The probability
boundary.
The simplest classifier worth deploying. Returns a calibrated probability instead of a hard label, which is the difference between "this lead might convert" and "this lead has a 73% chance, so chase the top decile and skip the rest."
A logistic regression trained live in the browser by batch gradient descent. Plant points by clicking, switch the active class with the toggle, and watch the sigmoid slide its decision boundary into place. Every weight update, every iteration of log-loss, every shift in accuracy is recomputed on this page. Nothing is precomputed.
A hard "yes or no" classifier is a coin that has been told to stop spinning early. Logistic regression keeps it spinning, and reports the angle.
A spam filter that flags an email is useful. A spam filter that flags an email and says "I'm 0.62 confident" is more useful, because now you can route the soft calls to a review queue and auto-archive only the 0.99s. A churn model that returns a probability lets the retention team budget against expected saves rather than gut feel about who looks "shaky."
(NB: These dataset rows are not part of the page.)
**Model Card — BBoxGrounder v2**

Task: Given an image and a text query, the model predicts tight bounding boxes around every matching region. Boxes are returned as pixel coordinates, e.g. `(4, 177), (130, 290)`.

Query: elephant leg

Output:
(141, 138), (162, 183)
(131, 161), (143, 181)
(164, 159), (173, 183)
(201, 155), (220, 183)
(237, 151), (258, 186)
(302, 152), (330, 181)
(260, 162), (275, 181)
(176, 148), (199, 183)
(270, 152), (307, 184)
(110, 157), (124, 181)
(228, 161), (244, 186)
Calibration is the quiet superpower here. The output of a logistic regression isn't just a number between zero and one, it's a number that, when calibrated, actually means what it sounds like. Of all the customers it scores at 0.30, roughly thirty percent really do convert. That is not true of an arbitrary deep network's softmax, and it is what makes logistic regression the model production keeps coming back to even when fancier options exist.
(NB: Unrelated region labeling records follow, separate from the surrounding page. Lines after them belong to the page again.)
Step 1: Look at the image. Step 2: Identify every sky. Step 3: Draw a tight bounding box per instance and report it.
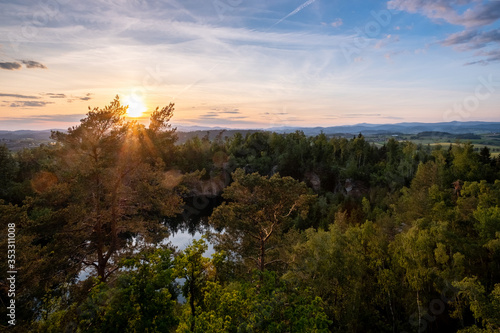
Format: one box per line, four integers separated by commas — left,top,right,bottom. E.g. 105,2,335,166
0,0,500,130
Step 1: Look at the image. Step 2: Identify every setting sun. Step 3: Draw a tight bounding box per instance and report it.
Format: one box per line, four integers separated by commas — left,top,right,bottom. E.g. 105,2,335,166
123,96,147,118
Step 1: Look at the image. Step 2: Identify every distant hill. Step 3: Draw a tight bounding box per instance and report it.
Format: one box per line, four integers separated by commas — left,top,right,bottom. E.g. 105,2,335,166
268,121,500,135
0,121,500,151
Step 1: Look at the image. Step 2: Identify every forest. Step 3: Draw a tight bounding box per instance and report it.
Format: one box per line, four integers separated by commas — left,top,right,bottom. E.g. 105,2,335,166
0,97,500,333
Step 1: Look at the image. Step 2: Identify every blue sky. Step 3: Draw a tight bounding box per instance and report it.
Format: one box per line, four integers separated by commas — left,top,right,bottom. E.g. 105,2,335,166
0,0,500,130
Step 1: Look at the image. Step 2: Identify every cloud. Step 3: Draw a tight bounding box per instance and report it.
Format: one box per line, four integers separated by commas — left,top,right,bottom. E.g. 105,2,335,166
209,107,241,114
465,50,500,66
44,93,66,98
68,93,93,103
0,60,47,70
441,29,500,50
21,60,47,69
387,0,500,27
330,18,344,28
8,101,54,108
273,0,316,27
387,0,500,65
440,29,500,65
0,113,85,128
0,93,40,99
0,62,21,71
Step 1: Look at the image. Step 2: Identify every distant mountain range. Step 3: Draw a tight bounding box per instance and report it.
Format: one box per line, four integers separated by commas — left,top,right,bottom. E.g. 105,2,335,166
268,121,500,135
0,121,500,143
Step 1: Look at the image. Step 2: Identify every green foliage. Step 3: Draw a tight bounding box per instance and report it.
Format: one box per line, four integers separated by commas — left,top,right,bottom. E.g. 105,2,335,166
6,102,500,332
210,169,314,272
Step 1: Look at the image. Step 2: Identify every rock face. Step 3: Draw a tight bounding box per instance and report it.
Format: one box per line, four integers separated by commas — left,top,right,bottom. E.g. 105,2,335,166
304,171,321,192
344,178,368,198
Click the canvas to drop a point of the active class. The model refits as you go. The shaded region is the model's probability surface, deepest at the highest-confidence regions. The line is the 0.5 decision boundary.
The sigmoid squash
A linear score, w dot x plus b, can land anywhere on the number line. The sigmoid 1 / (1 + e^-z) compresses that score to a probability between zero and one. Big positive scores saturate near one, big negative scores near zero, and the slope at zero is steepest, which is why the boundary is where the model is most uncertain.
Log loss has a gradient
Squared error has nasty plateaus on a sigmoid. Log loss does not. Its gradient with respect to the weights collapses to a clean vector, the average of (predicted minus actual) times the input. That gradient is what every step uses to nudge the boundary toward a better fit.
L2 keeps the line honest
With perfectly separable points, the loss minimum lies at infinite weights, which produces a brittle vertical wall of a boundary. The L2 penalty adds a small cost for each weight squared. That trades a microscopic amount of training accuracy for a smoother boundary that generalizes better when new points arrive.
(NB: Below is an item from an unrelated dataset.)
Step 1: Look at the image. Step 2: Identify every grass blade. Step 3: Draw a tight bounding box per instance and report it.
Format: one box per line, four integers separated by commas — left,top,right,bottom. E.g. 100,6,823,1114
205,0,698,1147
The model fits one straight line in feature space. Three failure modes worth memorizing before reaching for it in production.
Non-linear truth
Try the moons preset above. Two interlocking arcs cannot be separated by any straight line. The boundary settles into the least-bad compromise and accuracy stalls in the seventies. The fix is feature engineering or a non-linear model, not more iterations.
Outlier domination
A handful of mislabeled points far from the boundary can pull the line into a worse position than ignoring them. Logistic regression is not robust by default. Real deployments add weight clipping, sample reweighting, or a Huber-style loss to make it less brittle to bad labels.
Class imbalance
Drop ten positives and one negative on the canvas. The model will happily predict positive everywhere and report ninety percent accuracy. Production fixes are class weighting in the loss, or scoring against a metric that actually rewards minority-class recall like AUC or F1.
Pure JavaScript, HTML5 Canvas 2D, no libraries. Three weights (bias plus two features) updated by batch gradient descent every animation frame. Decision surface drawn by sampling the sigmoid on a 60 by 45 grid and shading by probability. No external scoring service, no model file, no precomputed anything.
Forward pass is one dot product and one sigmoid per point. For each iteration, we compute predictions on every planted point, derive the gradient of cross-entropy plus L2, and step. The Python notebook linked in the source field uses the identical update rule with NumPy and converges to the same weights to within four decimal places.
Hastie, Tibshirani, Friedman · The Elements of Statistical Learning ↗
Tom Mitchell · Generative and Discriminative Classifiers ↗
scikit-learn · the canonical production implementation ↗
Two-feature toy by design. Real deployments handle hundreds of features, sparse inputs, and need stochastic or mini-batch optimization for memory reasons. Calibration beyond the training distribution is not free, requires Platt scaling or isotonic regression. Decision boundary is always a hyperplane in feature space, so anything truly non-linear needs explicit feature crosses.